This visualisation scrapes from the British Transport Police website with UK station crime data. The website can be found here: https://crimemaps.btp.police.uk/station_list. 

To match with the locations of TfL stations specifically, I use a csv provided by TfL of the exact location of their stations. The csv can be found in this freedom of information requestion response: https://tfl.gov.uk/corporate/transparency/freedom-of-information/foi-request-detail?referenceId=FOI-1451-1819. Note that this csv list stations for the London Underground, DLR, and London Overground networks. Because it was published in 2018, it does not include certain stations that opened specifically for the Elizabeth Line or other new stations that have opened since then. The csv also originally included TfL Rail, but I deleted these rows, as TfL Rail was discontinued in 2022.

In [427]:
import requests     #for making web / API calls
from bs4 import BeautifulSoup   #For parsing the HTML into something we can search
import pandas as pd


In [428]:
stations_list="https://crimemaps.btp.police.uk/station_list"
response = requests.get(stations_list) 

In [429]:
response.text

'<!DOCTYPE html PUBLIC "-//W3C//DTD XHTML 1.0 Strict//EN" "http://www.w3.org/TR/xhtml1/DTD/xhtml1-strict.dtd">\n<!--[if lt IE 7 ]><html lang="en" class="no-js ie6" xmlns="http://www.w3.org/1999/xhtml" xmlns:v="urn:schemas-microsoft-com:vml"><![endif]-->\n<!--[if IE 7 ]><html lang="en" class="no-js ie7"><![endif]-->\n<!--[if IE 8 ]><html lang="en" class="no-js ie8"><![endif]-->\n<!--[if IE 9 ]><html lang="en" class="no-js ie9"><![endif]-->\n<!--[if (gt IE 9)|!(IE)]><!--><html xmlns="http://www.w3.org/1999/xhtml" xml:lang="en" class="no-js"><!--<![endif]-->\n<head>\n\n    <meta name="language" content="en-gb"/>\n    <meta http-equiv="content-type" content="text/html; charset=utf-8"/>\n    <meta http-equiv="X-UA-Compatible" content="IE=edge,chrome=1"/>\n\n    <meta name="author" content="Rock Kitchen Harris, Leicester - http://www.rkh.co.uk/"/>\n\n    <title>A-Z list of stations</title>\n\n    <meta name="keywords" content="british transport police crime maps local rail network"/>\n    <m

In [456]:
soup = BeautifulSoup(response.text)

In [457]:
len(soup.body.find_all('li')) #Stations are listed as <li> elements, and there are 3003 of them on this website

3003

In [458]:
stations = soup.find_all('li')  

Step 2: Matching the Stations

BTP stations are labeled as either (LU Station) - referring to the London Underground, (DLR) - the Docklands Light Railway, (Tram Stops) - referring to all tram stops, including TfL Tramlink, or (Station) - all else, including London Overground stations. 

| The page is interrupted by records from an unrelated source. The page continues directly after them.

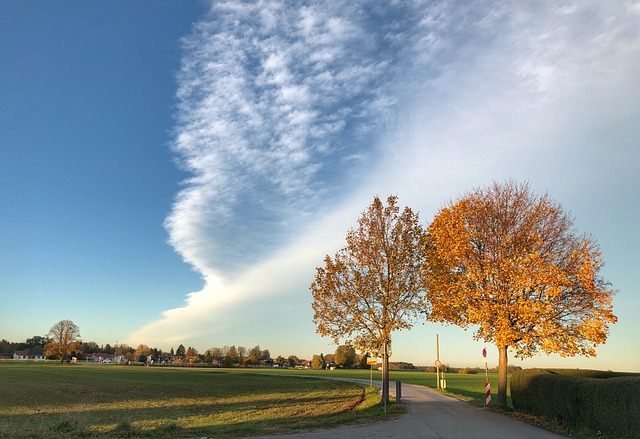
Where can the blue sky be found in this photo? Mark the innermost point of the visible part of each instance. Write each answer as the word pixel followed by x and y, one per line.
pixel 172 172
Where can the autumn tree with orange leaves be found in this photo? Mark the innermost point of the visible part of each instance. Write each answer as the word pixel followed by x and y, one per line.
pixel 63 339
pixel 373 286
pixel 511 263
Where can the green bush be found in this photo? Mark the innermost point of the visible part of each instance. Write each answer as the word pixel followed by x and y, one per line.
pixel 605 402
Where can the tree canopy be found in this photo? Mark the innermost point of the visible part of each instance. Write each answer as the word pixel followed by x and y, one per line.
pixel 373 286
pixel 511 263
pixel 63 339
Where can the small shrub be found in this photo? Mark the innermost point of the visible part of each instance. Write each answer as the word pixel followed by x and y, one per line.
pixel 605 402
pixel 125 429
pixel 65 427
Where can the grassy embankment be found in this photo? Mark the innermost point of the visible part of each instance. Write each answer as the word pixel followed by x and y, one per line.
pixel 52 400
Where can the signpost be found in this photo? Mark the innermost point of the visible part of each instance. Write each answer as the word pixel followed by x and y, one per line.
pixel 487 386
pixel 371 361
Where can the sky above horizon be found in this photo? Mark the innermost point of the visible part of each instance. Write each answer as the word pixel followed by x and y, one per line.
pixel 172 172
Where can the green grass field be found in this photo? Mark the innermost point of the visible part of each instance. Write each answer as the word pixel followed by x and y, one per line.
pixel 467 387
pixel 65 401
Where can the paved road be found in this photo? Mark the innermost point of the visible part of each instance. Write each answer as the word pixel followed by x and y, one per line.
pixel 433 415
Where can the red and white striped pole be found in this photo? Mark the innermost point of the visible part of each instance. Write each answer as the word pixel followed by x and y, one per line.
pixel 487 393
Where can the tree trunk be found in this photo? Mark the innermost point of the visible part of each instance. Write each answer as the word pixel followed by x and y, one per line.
pixel 502 376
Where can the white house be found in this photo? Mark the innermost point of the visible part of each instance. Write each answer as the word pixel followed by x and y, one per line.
pixel 27 355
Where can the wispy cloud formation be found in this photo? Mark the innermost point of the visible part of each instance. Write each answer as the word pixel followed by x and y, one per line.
pixel 291 116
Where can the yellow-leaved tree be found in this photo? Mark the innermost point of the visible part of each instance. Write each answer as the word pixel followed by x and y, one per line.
pixel 63 339
pixel 511 263
pixel 373 286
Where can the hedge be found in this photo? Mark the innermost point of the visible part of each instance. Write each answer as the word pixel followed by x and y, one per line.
pixel 604 403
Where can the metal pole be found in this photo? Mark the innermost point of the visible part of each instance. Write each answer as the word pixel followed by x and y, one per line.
pixel 438 362
pixel 385 376
pixel 371 377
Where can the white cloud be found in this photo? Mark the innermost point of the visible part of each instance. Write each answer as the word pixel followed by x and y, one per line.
pixel 290 123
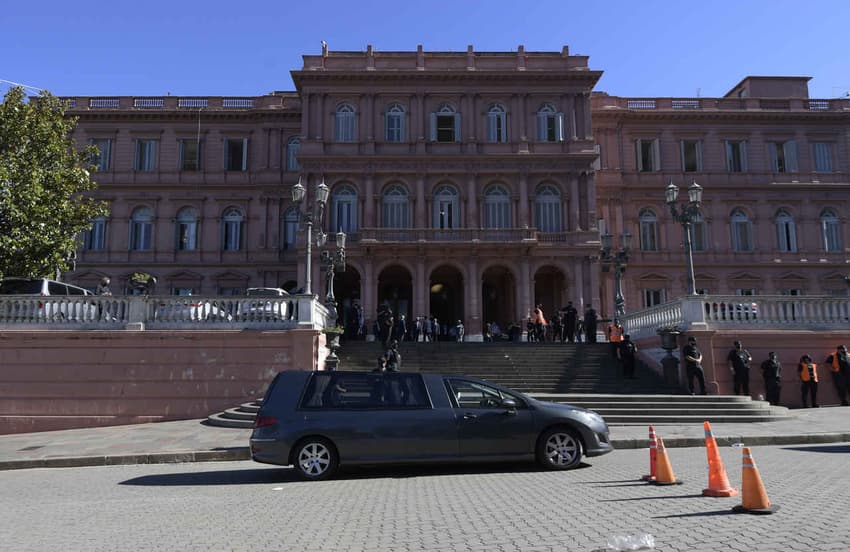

Every station name has its own <a href> element which will be important for scraping the data later on. 

In [None]:
# Step 1: Cleaning all station names and track hrefs
station_data = []  # List to store dictionaries with original names, cleaned names, and hrefs

for station in stations:
    original_name = station.get_text(strip=True)
    link_tag = station.find('a')  # Find the <a> tag
    href = link_tag['href'] if link_tag else None  


# I noticed some inconsistencies within the BTP lists which I knew would cause issues in matching with TfL's station csv. 
    cleaned_name = ( 
        original_name.replace(" (Gt London)", "")  # Remove "(Gt London)"
                     .replace("Shadwell (LU Station)", "Shadwell (London Overground)")  # Correct Shadwell misclassification
                     .replace("Custom House (Station)", "Custom House (DLR)")  # Correct Custom House classification
                     .replace("Liverpool Lime Street (LU Station)", "Liverpool Lime Street (Station)")  # Correct misclassification. Liverpool Lime Street is in the city of Liverpool and does not belong to the LU network
                     .replace("Staion", "Station")  # Fix typo
                     .replace("  ", " ")  # Fix double spaces
                     .strip()  # Remove leading/trailing spaces
    )

    # I only want the TfL-relevant stations, not all the stations listed, so I condition for the suffixes that BTP uses in its list:
    if '(DLR)' in cleaned_name or '(London Overground)' in cleaned_name or '(LU Station)' in cleaned_name:
        # Appending the relevant station data to the list
        station_data.append({
            "Original Name": original_name,
            "Cleaned Name": cleaned_name,
            "Href": href
        })

# Printing the number of relevant stations. 311 London Underground and DLR stations scraped here.
print(f"Number of tfl stations scraped: {len(station_data)}")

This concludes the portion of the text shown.